11.6 million people displaced in Syria and the surrounding countries. Unreal. Unreal unless you're there. One of the people on the move. In my own world, schizophrenia is present again. First my father, now my niece. Also unreal. Unless you're in my family. The two seem completely disconnected. But they're not to me. The common threads are fear and wanting to stay present. To be present, connected, and thoughtful when it would just be easier to not think about any of it.
So, for my family, I do that in all kinds of ways - by telephone, Facebook, prayer, conversation with friends, and my own counseling to work through family history and family now.
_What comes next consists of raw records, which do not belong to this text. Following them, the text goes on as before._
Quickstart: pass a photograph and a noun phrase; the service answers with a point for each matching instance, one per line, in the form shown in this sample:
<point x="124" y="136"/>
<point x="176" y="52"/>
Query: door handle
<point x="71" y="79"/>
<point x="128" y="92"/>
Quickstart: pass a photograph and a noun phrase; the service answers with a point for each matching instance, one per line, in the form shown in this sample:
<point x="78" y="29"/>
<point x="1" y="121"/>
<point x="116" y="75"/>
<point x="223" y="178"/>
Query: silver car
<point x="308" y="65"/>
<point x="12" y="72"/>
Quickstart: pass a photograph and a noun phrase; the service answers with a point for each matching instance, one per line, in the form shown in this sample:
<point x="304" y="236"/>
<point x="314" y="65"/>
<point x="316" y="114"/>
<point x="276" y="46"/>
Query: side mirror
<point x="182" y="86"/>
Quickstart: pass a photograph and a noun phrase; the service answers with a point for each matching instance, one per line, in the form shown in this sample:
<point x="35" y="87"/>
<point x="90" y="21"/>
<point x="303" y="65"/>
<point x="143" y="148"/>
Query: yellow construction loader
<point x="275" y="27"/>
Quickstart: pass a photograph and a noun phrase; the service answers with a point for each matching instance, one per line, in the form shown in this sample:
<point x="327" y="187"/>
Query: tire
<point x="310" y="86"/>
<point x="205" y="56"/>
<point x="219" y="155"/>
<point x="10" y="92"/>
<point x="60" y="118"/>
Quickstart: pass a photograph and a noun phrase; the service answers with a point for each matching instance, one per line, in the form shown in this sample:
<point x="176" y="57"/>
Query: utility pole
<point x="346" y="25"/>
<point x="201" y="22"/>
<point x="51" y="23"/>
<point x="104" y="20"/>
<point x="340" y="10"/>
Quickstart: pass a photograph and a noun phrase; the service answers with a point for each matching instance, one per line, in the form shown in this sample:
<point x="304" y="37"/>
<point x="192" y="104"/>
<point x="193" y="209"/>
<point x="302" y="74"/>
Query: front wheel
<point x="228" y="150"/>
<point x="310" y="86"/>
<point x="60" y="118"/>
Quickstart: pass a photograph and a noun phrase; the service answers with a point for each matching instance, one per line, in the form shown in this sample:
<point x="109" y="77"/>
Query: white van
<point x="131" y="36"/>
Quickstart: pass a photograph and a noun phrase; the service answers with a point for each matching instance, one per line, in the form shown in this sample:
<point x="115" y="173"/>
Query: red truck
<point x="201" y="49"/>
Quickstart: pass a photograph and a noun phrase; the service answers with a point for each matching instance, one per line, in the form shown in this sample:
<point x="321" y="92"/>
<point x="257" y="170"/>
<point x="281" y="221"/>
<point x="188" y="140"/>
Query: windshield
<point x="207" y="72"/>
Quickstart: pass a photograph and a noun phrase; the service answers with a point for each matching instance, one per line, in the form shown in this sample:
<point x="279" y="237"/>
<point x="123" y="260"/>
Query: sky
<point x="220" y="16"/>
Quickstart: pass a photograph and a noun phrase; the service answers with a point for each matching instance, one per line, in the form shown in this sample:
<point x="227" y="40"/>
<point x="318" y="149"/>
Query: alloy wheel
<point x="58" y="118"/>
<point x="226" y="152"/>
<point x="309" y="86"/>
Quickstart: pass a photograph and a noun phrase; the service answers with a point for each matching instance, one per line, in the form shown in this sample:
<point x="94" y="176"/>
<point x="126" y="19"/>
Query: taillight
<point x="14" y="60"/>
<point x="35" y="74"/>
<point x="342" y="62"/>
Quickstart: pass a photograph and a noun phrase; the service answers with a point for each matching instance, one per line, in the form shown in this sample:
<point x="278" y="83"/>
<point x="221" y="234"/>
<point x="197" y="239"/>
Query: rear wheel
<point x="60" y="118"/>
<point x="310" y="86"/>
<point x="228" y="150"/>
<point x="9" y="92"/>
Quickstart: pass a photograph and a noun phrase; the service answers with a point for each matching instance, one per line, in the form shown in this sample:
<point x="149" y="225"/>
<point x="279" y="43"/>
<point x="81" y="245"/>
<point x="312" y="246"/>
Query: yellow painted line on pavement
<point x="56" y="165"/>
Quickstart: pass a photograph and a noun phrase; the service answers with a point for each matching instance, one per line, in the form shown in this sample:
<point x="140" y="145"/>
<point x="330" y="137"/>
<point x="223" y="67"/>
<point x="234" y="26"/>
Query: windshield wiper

For the refugees, I'm trying to keep it present and prayerful. Some of you know that with my nursing background and with my theology this is also about bodies for me. Some people in my church asked council members for a way to respond to the refugee crisis. We're doing something we've done before for Lutheran World Relief by making personal care kits (http://lwr.org/personalcarekits). I've never made one. This time I did. In part, it's about people and their bodies so it makes sense to me. I went and bought a few towels, nail clippers, toothbrushes, soap, and combs. Watched the video on the LWR website so I could wrap the kits to hold together for shipment across oceans to the camps.
As I put together each kit, they became my prayer for each person. There was something about putting those few items together and imaging somebody opening it up. They are unmarked - no names, no religious or patriotic symbols, no identifiers. A personal care kit wrapped by one person who remembers that another person needs care. It's a human act for another human that can't be replicated by governments or NGOs. It's one to one. Being present across distance. Remembering and being remembered. That is all.